Faced with a criminal investigation of auditors on the Tyco International Ltd. account, PricewaterhouseCoopers LLP has supplemented its Tyco auditing staff with partners who haven’t worked previously on the account, The Wall Street Journal reported Monday.
Pricewaterhouse is conducting its annual Tyco audit under a cloud. The Manhattan District Attorney’s office has already charged Tyco’s former chief executive and chief financial officers with taking $170 million in unauthorized compensation from the company. Prosecutors also are probing whether individual Pricewaterhouse auditors knew about secret bonuses paid to former Tyco executives, as well as accounting practices that regulators have charged were used to hide the payments, according to people with knowledge of the matter.
A Tyco spokesman confirmed that the company asked for and got new people on its account. David Nestor, a Pricewaterhouse spokesman, said, “At the request of new management, we’ve committed additional resources to Tyco.”
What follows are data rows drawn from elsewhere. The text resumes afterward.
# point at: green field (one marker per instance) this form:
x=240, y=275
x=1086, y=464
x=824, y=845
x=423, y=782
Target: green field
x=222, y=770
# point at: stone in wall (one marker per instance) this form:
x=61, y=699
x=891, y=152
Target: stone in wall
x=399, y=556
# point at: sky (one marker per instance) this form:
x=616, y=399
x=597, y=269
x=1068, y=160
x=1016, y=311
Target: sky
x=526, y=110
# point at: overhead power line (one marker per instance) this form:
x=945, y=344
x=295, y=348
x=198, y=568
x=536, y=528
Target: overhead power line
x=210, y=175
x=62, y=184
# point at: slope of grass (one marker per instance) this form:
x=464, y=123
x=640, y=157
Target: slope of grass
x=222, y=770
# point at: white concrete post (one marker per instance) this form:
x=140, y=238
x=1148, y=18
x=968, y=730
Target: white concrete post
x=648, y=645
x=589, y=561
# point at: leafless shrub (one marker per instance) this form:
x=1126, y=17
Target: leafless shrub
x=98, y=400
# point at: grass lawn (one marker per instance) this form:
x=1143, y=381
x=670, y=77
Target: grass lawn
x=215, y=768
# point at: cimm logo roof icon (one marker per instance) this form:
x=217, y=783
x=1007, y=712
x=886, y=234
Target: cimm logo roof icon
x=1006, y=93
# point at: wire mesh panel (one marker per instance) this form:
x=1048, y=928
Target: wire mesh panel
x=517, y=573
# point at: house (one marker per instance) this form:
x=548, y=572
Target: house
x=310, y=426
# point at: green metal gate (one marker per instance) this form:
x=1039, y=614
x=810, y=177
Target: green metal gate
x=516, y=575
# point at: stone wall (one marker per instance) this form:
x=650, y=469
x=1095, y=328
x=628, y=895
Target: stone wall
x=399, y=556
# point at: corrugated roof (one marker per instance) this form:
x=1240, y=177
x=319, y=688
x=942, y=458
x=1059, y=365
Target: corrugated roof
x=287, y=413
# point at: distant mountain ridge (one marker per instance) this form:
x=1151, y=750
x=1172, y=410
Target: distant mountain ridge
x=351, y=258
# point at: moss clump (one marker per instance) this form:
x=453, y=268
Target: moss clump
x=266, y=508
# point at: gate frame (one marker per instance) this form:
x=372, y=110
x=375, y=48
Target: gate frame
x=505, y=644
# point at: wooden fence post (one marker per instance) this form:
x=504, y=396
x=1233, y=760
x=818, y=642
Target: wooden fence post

People with knowledge of the matter said although new accountants have been brought in to work on Tyco, the old Pricewaterhouse team remains on the account, because it is needed to help forensic auditors and lawyers with the company’s internal investigation. The old team includes Rick Scalzo and John O’Connor, both partners in the Boston office of Pricewaterhouse. Tyco has hired a separate forensic-accounting firm to review its accounting practices since 1999. These practices are also being looked at by both the Securities and Exchange Commission and Manhattan prosecutors.